June 19, 2022: Not Just Another Summertime Sunday


For the past few years, Christ Church’s Racially Aware Group of Episcopalians ministry has worked to educate the congregation about racial injustice, explore ways to combat racism, and raise awareness of our own church history related to slavery. Now we look to Juneteenth to commemorate the emancipation of enslaved African Americans on June 19, 1865.

On that historic day, almost two and a half years after the Emancipation Proclamation, Union leaders issued a proclamation of freedom for enslaved people in Texas, the last Confederate state with institutional slavery.


Though this will be Christ Church’s first liturgical commemoration of Juneteenth, the day has long been celebrated in communities across the nation, with “people of all races, nationalities, and religions…joining hands to truthfully acknowledge a period in our history that shaped and continues to influence our society today. Sensitized to the conditions and experiences of others, only then can we make significant and lasting improvements in our society.”


As racial injustice in our nation continues to run rampant and the reality of system racism continues to rear its ugly head in our justice system, in schools and housing, and in violence against people of color, apathy is not an option. Christians are called to be a people of reconciliation.

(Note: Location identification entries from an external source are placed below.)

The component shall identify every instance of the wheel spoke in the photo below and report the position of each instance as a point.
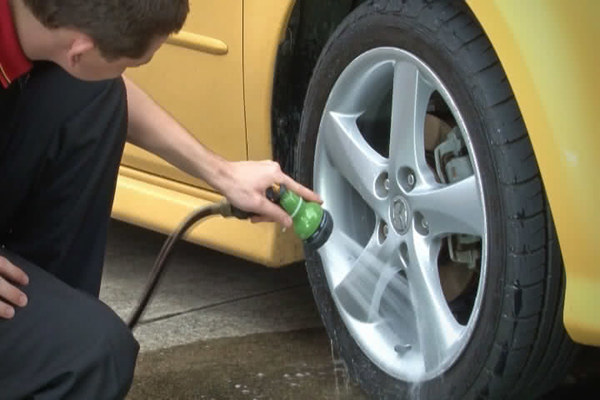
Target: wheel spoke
(438, 330)
(454, 208)
(352, 156)
(362, 289)
(410, 98)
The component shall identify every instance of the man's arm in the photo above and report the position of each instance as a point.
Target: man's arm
(243, 183)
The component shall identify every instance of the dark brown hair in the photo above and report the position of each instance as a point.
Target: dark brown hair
(119, 28)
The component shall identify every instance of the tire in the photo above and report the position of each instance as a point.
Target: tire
(443, 277)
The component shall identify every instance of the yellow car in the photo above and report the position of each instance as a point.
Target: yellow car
(456, 147)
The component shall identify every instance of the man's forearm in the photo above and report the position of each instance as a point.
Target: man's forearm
(242, 182)
(153, 129)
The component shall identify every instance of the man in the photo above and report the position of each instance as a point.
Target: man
(65, 113)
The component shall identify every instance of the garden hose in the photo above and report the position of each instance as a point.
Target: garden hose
(311, 223)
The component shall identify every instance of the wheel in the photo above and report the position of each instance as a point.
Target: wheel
(442, 277)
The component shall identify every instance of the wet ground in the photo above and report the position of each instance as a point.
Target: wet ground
(221, 328)
(293, 365)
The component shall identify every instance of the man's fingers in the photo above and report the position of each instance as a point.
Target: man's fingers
(10, 295)
(12, 273)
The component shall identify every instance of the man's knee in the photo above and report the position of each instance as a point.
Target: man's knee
(112, 354)
(67, 344)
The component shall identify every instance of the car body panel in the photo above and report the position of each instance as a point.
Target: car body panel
(199, 77)
(549, 50)
(203, 87)
(225, 59)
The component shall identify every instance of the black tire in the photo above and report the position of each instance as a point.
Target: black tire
(519, 348)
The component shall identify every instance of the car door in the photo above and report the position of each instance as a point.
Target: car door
(197, 77)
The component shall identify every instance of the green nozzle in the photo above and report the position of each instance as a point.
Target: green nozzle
(311, 223)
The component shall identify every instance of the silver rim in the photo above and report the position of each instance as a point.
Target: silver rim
(405, 226)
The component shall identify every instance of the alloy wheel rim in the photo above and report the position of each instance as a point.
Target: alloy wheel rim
(393, 216)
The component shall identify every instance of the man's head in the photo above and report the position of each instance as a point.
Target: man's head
(100, 38)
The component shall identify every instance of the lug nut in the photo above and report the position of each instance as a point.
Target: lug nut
(411, 180)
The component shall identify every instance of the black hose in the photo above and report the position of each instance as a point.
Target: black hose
(223, 208)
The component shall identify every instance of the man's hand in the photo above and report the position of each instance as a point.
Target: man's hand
(10, 295)
(245, 185)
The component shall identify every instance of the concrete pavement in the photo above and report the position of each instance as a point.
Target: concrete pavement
(222, 328)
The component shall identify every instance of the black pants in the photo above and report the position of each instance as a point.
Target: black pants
(61, 142)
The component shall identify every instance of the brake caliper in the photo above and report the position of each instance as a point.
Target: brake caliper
(453, 164)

The national Episcopal Church defines reconciliation as “the spiritual practice of seeking loving, liberating and life-giving relationship with God and one another, and striving to heal and transform injustice and brokenness in ourselves, our communities, institutions, and society.”

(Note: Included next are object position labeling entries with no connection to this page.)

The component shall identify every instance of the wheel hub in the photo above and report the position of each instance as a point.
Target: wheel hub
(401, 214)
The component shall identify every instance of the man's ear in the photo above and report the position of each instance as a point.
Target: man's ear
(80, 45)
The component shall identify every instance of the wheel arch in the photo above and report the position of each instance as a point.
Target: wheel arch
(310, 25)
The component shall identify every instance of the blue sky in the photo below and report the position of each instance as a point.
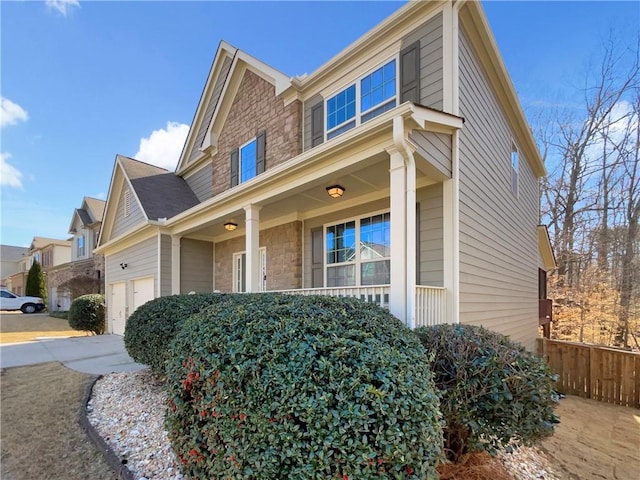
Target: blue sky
(82, 81)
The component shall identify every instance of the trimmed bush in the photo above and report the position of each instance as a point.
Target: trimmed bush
(150, 329)
(87, 313)
(493, 390)
(272, 386)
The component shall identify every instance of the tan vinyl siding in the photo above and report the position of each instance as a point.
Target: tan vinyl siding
(196, 266)
(213, 102)
(435, 148)
(431, 79)
(141, 260)
(165, 265)
(316, 222)
(431, 271)
(122, 224)
(201, 181)
(498, 241)
(308, 105)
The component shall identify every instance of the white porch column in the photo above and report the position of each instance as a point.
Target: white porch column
(175, 264)
(252, 247)
(398, 185)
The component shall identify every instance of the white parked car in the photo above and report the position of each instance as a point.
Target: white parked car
(11, 301)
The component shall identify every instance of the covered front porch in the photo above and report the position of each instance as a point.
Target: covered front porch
(390, 238)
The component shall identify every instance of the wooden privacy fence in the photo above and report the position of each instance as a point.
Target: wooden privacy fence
(590, 371)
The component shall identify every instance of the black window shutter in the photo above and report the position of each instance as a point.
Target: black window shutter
(317, 124)
(410, 73)
(260, 151)
(234, 167)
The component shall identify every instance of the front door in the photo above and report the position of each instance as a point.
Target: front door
(117, 308)
(142, 292)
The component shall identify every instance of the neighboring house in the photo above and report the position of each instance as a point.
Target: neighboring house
(84, 264)
(14, 267)
(402, 171)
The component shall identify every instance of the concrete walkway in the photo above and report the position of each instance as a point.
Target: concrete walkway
(97, 354)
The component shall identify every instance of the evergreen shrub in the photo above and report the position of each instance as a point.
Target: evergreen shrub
(278, 386)
(87, 313)
(150, 329)
(493, 390)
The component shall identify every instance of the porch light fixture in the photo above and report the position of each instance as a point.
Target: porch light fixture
(335, 191)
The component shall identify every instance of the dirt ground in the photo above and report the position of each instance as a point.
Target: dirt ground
(17, 327)
(40, 436)
(595, 441)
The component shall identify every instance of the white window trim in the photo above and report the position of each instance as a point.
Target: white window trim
(263, 267)
(358, 261)
(255, 160)
(358, 116)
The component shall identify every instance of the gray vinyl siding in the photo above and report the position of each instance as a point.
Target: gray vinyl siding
(201, 182)
(431, 270)
(431, 80)
(308, 105)
(336, 216)
(141, 260)
(122, 224)
(165, 265)
(211, 106)
(196, 266)
(436, 148)
(498, 236)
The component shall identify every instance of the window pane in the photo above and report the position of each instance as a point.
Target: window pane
(375, 237)
(341, 276)
(378, 86)
(375, 273)
(341, 107)
(248, 161)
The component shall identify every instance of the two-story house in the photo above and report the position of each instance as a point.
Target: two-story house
(85, 267)
(402, 171)
(14, 262)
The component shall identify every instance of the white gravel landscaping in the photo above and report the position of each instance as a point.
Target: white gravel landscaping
(127, 409)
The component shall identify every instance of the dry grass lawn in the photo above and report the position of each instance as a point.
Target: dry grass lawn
(17, 327)
(40, 436)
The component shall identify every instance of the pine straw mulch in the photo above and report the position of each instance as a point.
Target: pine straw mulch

The national Church and our own diocese are deeply entrenched in this work of reconciliation. Please take some time to review the multitude of resources available to learn more about fulfilling our baptismal promises to seek and serve Christ in all persons, strive for justice and peace among all people, and respect the dignity of every human being.

Beyond this, how does Juneteenth apply specifically to our parish?


Established in 1727, Christ Church has evolved from a predominantly white rural church into a multi-cultural congregation in the community of Columbia. Our earliest records indicate our lay founders used proceeds from the sale of tobacco grown by enslaved people: to fund the building of the church, procure a communion set still used today, and pay the salary of our first rector. Additionally, a number of slaves were baptized at Christ Church.


These details are often not mentioned when we speak of the history of Christ Church. But this part of our history cannot remain shrouded in silence. Our Juneteenth commemoration offers the opportunity to honor the contributions of those enslaved people who are part of Christ Church’s legacy—and to immerse ourselves in the experience of these souls, so we can set our sights on the work of reconciliation and healing.


Please join us on Sunday, June 19th to commemorate Juneteenth during both of our services. We will begin our special liturgy in front of Old Brick, joined by the Rev. Canon Christine McCloud, Diocesan Canon for Mission, as our guest preacher. Canon McCloud will also lead a special adult forum in between services, from 9:30-10:15 a.m. A meal will be provided after the 10:30 a.m. service. I hope you’ll join us in worship, formation, and fellowship on this special day.